Si ces thématiques ont été largement déployées dans la littérature ces dernières années, elles sont abordées ici avec une forme de discrétion nouvelle. Sans se résigner, et sans rien occulter, Lilia Hassaine parvient à fondre le collectif et ces destins particuliers, ce qui donne une force particulière au roman. Elle s’appuie sur une langue sûre, belle et ciselée, sur des mots qui savent percer l’intime avec délicatesse et justesse. L’espace privé, notamment le salon de Naja et ses allures de gynécée reconstitué, les intériorités, se font alors chambres d’échos exemplaires.

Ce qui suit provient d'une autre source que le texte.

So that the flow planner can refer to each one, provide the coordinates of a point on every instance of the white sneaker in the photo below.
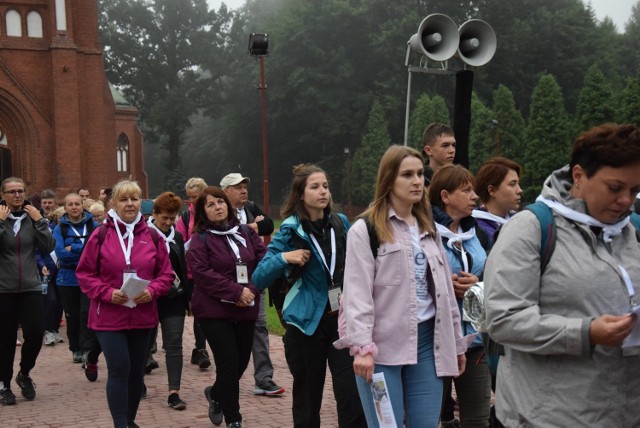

Ce collectif s’incarne d’abord dans ce bâtiment de la cité qui rassemble toute une population cosmopolite cultivant l’art de vivre ensemble. Les plus jeunes partagent leurs jeux tandis que les mères apprennent à se découvrir et à s’épauler. Il s’exprime également à travers les voix de ces bandes de jeunes qui cherchent un sens à leurs existences entre le quartier et le monde de la nuit, ceux aussi qui voient leurs rêves brisés parce qu’il est toujours des prédateurs…
Le collectif c’est aussi ce chœur de femmes très contrasté qui orchestre le récit. Ce roman est en effet très féminin, comme s’il s’agissait de faire le tour des possibles à travers les parcours de Naja, Eve, Maryam, Nour, Sonia, mais aussi Noura, Michèle… Des femmes qui appartiennent parfois à des cultures différentes, mais qui s’aiment, qui se respectent, qui apprennent l’une de l’autre, qui se délectent de chansons d’Enrico, qui comprennent combien leur origine les conditionne à des destins différents. Des femmes qui encaissent les coups durs mais qui cherchent toujours à rester debout, des femmes sans lesquelles tout s’écroulerait.
« Maryam lui racontait les aventures de la chèvre de Monsieur Seguin. Une histoire qui résonnait avec la sienne. Mieux vaut une journée de bonheur qu’une vie entière avec la corde autour du coup. »
L’intime lui se niche dans la famille et pose les questions de la transmission, du lien et de ces secrets que l’on croit cachés sous le lit, mais qui sont comme des bâtons de dynamite…Il se manifeste également dans le parcours de Daniel et Amir, ces jumeaux qui ne se quittent pas, mais qui ignorent qu’ils sont frères.